The research, published in Neurology, suggests that workers who are required to speak more, develop strategies, manage others and resolve conflict may be better off than their co-workers as time progresses.
"Our study is important because it suggests that the type of work you do throughout your career may have even more significance on your brain health than your education does," explains study author Francisca Then from the University of Leipzig, Germany. "Education is a well-known factor that influences dementia risk."
Indeed, along with education, research has demonstrated that keeping the mind active with puzzles and games and keeping socially active may delay the onset of dementia and reduce mental decline.
In the new study, the researchers assessed 1,054 individuals aged 75 and above from the Leipzig Longitudinal Study of the Aged, a representative population-based cohort study.
Each participant underwent cognitive testing - the Mini-Mental State Examination (MMSE) - every 1.5 years to evaluate their memory and thinking abilities for a period of 8 years. They also discussed their work history and had to categorize the types of tasks they did into one of three groups:
- Executive tasks, such as conflict resolution and strategy development
- Verbal tasks, such as interpreting and evaluating information
- Fluid tasks, such as data analysis.
The researchers found that participants who had performed tasks at the highest level of all three categories during their careers obtained the highest scores in the MMSE. These participants were also found to have the slowest rate of cognitive decline over the 8-year study duration.

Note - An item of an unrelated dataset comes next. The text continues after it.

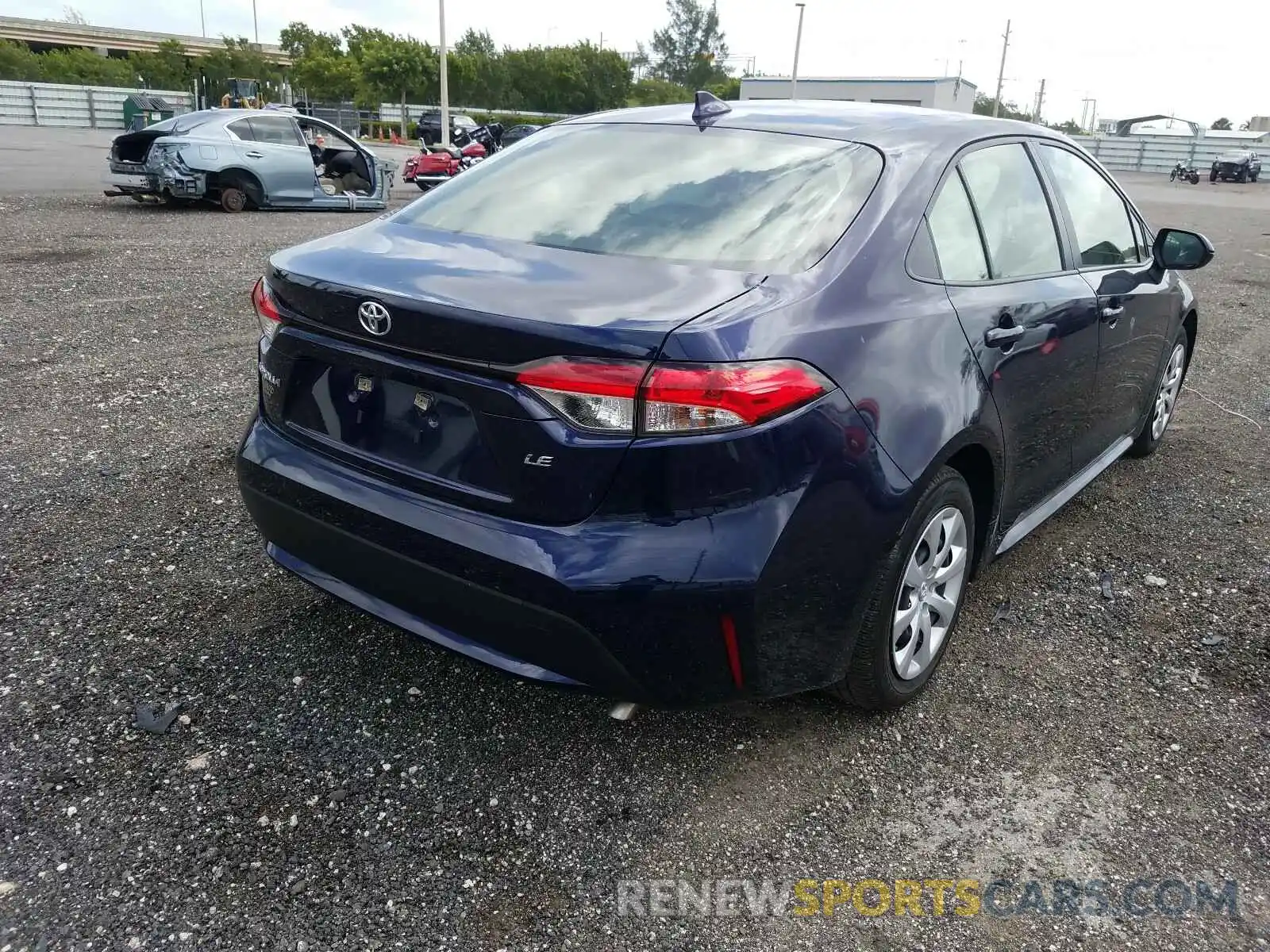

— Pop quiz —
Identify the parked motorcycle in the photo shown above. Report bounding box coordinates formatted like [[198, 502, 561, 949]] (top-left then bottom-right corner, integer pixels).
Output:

'Challenging work conditions may also promote positive health effects'
Participants with the highest level of all three categories of tasks experienced a rate of cognitive decline that was half the rate experienced by participants whose careers had involved a low level of mentally demanding work tasks.
Out of the three categories, involvement with high levels of executive and verbal tasks was associated with slower rates of cognitive decline.

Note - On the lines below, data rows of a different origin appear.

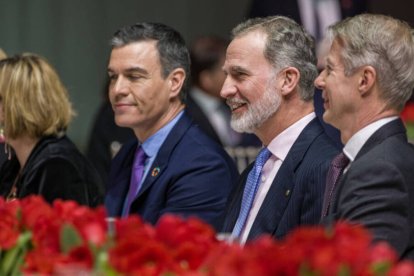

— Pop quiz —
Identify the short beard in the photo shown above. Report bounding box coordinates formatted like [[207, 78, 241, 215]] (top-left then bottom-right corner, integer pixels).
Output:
[[231, 85, 281, 133]]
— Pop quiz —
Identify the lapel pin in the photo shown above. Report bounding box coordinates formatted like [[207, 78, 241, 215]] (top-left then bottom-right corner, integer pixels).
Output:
[[151, 167, 160, 177], [285, 190, 290, 196]]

In the MMSE, even a small decline in the amount of points scored suggests a clinically-relevant deficit in memory and thinking abilities. In comparison with participants with low levels of executive tasks, participants with a high level of executive tasks scored an average of two MMSE points higher at the start of the study and five MMSE points at its end.
Similarly, participants whose careers had involved a high level of verbal tasks experienced a cognitive decline on average two MMSE points less than those whose careers involved a low level of verbal tasks.

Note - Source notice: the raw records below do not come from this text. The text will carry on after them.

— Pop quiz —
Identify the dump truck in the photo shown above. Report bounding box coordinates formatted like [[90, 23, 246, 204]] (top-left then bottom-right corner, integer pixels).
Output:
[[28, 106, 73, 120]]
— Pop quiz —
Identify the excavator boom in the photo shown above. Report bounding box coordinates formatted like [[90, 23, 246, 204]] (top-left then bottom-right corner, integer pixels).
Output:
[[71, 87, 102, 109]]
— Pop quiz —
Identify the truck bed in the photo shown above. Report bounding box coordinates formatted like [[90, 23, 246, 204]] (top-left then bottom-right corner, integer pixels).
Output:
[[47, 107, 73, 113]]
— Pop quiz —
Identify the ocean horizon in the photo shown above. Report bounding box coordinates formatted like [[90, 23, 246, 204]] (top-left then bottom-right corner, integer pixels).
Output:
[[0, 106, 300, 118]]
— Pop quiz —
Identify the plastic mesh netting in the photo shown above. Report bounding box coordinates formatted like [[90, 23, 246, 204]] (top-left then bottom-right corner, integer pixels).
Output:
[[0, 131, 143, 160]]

"The results suggest that a professional life enriched with work tasks stimulating verbal intelligence and executive functions may help to sustain a good cognitive functioning in old age," conclude the authors. "The findings thus emphasize that today's challenging work conditions may also promote positive health effects."
The researchers also controlled their findings for sociodemographic and health-related factors, although as it was an observational study the team is unable to confirm causality.
"Challenges at work may indeed be a positive element, if they build up a person's mental reserve in the long-term," Dr. Then concludes.
Medical News Today recently reported on a study with similar findings. The research suggested that having a more challenging job may prolong survival for people with frontotemporal dementia.